In this book, I take Dante and Dante Gabriel Rossetti as two interdependent intellectual experiences that – in different times and contexts – face and problematize the problem of rendering, by visual means, something that eschews mimetic strategies of representation: the divine beauty of the angel-like woman in the case of Dante – a theological problem, therefore, connected to the sacred status of the image in medieval debates on iconolatry; and the depiction of the painter’s own interiority in that of Rossetti, taking place in a secularized age that witnesses the dethronement of the Ego from “its own house” (as per Freud’s famous expression) and the increasing awareness of the existence of a realm, inaccessible to diurnal logic, which was later to be labelled as the ‘unconscious’.
Both authors, from their own points of view, explore the limits of the tensile relationship between word and image without fully solving it, and therefore multiplying ambiguity. Hence my choice to speak of ‘imaginary’, a term by which I do not only mean to make reference to the ‘imaginary portrait’ genre, but also to exploit in its psychoanalytic – i.e. Lacanian – nuances.

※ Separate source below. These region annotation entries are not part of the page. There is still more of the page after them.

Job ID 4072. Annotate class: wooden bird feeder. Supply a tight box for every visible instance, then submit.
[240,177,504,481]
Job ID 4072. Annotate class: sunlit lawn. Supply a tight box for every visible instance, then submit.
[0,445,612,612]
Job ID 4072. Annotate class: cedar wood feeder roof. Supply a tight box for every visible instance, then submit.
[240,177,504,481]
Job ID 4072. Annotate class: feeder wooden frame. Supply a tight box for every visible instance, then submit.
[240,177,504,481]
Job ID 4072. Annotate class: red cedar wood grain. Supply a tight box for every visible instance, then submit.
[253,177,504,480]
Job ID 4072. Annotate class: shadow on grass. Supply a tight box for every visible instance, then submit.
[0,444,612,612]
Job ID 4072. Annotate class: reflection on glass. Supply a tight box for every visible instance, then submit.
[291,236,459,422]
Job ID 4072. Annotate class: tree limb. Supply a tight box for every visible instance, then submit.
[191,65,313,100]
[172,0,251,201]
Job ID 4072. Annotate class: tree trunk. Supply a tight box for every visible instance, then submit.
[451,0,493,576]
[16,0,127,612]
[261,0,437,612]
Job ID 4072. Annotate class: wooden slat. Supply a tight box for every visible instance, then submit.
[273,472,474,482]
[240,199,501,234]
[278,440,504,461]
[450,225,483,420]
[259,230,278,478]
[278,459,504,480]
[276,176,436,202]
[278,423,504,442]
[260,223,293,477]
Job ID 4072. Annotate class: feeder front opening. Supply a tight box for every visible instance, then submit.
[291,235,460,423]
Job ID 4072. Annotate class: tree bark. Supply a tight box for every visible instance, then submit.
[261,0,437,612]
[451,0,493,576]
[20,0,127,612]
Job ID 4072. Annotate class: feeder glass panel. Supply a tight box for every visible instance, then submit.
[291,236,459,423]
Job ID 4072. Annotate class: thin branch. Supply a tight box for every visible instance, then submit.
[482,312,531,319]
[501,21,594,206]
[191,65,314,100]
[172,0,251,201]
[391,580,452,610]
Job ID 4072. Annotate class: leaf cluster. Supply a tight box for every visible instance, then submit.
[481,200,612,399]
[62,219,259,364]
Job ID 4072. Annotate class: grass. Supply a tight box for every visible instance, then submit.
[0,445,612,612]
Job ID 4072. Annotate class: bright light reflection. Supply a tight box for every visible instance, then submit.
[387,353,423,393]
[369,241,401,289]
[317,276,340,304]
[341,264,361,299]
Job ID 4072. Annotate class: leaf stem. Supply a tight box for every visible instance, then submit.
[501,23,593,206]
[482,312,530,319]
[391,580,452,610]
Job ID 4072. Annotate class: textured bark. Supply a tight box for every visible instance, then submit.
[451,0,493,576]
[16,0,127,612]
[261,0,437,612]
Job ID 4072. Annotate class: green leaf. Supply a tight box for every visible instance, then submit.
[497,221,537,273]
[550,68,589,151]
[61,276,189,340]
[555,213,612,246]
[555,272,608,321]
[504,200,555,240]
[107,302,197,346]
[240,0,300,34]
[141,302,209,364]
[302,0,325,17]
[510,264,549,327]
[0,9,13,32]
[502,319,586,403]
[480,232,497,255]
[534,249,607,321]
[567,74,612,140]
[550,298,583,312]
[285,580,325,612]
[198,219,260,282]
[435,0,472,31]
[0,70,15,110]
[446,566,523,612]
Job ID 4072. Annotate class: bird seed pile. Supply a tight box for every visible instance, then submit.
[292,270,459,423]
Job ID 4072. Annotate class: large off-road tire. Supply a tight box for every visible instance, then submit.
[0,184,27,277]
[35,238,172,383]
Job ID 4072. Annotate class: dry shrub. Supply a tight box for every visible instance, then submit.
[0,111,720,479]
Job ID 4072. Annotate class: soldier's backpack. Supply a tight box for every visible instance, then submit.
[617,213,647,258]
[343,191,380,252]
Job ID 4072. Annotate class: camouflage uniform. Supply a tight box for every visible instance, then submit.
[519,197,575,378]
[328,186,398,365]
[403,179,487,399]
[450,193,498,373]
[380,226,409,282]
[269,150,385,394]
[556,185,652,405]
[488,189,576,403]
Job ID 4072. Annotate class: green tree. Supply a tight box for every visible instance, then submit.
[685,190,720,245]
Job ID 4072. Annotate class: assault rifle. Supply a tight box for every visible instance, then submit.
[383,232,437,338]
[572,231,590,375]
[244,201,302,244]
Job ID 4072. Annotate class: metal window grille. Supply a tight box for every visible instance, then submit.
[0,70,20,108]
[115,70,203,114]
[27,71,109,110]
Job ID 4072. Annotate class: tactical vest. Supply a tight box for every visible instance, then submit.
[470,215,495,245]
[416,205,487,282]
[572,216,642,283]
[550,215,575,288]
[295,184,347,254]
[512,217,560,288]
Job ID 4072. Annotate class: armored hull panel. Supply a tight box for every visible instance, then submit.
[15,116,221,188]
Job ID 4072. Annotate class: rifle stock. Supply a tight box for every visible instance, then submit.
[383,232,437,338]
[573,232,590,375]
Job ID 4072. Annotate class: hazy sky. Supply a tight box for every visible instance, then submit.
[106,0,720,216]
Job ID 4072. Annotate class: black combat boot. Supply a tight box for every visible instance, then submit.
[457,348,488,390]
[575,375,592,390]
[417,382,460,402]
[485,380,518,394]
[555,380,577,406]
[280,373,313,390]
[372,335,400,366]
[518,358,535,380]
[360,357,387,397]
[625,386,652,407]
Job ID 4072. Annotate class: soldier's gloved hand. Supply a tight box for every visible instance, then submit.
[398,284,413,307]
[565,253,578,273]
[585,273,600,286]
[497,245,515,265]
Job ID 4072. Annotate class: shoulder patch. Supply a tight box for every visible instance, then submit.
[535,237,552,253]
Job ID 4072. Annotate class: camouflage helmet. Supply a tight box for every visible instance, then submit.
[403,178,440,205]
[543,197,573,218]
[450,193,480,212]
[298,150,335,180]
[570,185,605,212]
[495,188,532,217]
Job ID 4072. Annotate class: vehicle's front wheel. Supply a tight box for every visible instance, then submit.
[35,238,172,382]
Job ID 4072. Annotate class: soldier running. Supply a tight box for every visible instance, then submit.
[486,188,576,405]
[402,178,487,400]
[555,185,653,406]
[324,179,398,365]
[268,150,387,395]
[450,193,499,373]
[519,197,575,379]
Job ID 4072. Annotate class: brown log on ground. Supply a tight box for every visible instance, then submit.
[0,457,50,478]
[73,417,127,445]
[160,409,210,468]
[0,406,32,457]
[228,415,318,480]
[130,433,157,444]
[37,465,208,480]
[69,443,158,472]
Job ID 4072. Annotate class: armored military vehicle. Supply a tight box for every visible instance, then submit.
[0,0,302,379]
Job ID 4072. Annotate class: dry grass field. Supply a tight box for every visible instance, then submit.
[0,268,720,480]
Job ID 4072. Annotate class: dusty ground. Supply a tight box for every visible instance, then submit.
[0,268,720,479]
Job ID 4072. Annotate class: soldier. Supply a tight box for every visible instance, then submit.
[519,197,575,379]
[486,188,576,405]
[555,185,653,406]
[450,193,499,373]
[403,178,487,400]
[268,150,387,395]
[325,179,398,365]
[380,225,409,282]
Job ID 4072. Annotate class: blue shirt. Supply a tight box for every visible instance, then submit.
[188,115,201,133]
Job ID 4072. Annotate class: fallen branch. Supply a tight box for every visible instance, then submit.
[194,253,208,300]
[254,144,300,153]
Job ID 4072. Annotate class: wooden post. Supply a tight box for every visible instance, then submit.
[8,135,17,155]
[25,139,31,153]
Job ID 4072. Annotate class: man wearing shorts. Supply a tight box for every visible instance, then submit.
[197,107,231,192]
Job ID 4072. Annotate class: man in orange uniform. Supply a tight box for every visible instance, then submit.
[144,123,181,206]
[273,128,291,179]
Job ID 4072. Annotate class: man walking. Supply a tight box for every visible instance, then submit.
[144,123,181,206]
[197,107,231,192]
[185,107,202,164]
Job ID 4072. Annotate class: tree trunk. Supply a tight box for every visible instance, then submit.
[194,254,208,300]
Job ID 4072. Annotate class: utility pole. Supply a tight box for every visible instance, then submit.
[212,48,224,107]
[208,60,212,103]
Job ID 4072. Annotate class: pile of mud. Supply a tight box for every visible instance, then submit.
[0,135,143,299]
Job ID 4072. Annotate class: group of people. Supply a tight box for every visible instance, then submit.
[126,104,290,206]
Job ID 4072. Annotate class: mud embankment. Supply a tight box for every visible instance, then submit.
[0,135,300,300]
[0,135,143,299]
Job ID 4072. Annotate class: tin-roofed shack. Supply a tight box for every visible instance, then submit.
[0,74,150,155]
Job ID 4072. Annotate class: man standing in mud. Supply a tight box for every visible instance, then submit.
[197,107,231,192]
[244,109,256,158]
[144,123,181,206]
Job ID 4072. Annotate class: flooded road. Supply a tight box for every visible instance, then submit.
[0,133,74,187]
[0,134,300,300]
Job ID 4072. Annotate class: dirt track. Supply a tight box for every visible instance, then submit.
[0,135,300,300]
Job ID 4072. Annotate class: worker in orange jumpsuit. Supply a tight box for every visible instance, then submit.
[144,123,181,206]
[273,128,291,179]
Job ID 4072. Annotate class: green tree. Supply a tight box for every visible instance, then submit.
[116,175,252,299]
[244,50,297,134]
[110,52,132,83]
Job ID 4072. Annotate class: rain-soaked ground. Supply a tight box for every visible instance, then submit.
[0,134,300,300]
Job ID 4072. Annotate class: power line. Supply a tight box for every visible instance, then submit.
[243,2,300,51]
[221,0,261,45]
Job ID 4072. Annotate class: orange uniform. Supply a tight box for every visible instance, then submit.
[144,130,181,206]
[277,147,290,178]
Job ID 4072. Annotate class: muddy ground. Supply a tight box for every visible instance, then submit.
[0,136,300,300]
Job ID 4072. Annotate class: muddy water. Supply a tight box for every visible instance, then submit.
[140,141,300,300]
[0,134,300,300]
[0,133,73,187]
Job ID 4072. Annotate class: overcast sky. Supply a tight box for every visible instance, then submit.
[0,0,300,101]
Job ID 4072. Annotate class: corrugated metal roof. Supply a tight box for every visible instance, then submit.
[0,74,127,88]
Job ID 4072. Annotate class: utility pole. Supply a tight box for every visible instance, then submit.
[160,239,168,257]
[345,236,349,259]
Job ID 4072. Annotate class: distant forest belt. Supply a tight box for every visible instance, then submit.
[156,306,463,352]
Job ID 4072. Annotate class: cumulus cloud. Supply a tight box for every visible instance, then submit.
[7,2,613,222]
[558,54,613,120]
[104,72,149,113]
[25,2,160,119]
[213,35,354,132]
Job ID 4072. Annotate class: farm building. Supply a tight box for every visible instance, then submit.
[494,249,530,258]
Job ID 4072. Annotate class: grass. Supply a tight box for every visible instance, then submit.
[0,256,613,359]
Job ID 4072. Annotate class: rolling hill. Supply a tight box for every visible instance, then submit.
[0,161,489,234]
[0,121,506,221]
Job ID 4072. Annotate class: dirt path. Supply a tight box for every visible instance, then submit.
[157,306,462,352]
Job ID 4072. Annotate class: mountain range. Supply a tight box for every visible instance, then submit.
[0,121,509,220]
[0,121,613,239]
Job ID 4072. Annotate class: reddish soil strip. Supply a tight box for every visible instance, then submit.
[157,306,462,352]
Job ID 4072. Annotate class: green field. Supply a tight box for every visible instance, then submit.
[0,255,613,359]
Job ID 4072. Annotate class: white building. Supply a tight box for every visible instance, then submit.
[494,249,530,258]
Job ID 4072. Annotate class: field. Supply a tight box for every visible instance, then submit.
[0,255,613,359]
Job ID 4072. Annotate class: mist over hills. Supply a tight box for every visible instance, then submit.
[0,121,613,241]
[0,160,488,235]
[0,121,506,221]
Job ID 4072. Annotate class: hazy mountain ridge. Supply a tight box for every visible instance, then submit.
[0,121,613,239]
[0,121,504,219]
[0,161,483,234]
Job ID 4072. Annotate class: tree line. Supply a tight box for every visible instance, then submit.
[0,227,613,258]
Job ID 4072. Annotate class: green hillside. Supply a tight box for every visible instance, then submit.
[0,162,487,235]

The Imaginary, for Jacques Lacan, does never merely denote what is ‘fictive’ as opposed to what is ‘true’. As the domain of illusion – which does not, however, coincide with the “illusory,” “insofar as the latter term implies something unnecessary and inconsequential” –, the Imaginary encompasses the broad spectrum of all that possesses a strong visual quality and cannot consequently be fully reduced to the verbal sphere, including images, dreams, mirror reflections, and fantasies: the profound “work of figurability,” in other words, characterizing the unconscious, which “gives to dreams, symptoms, and phantasms” – as Georges Didi-Huberman writes – “their paradoxical visual quality, their dissemblant semblances, […] touched by the great wind of the Unheimliche.”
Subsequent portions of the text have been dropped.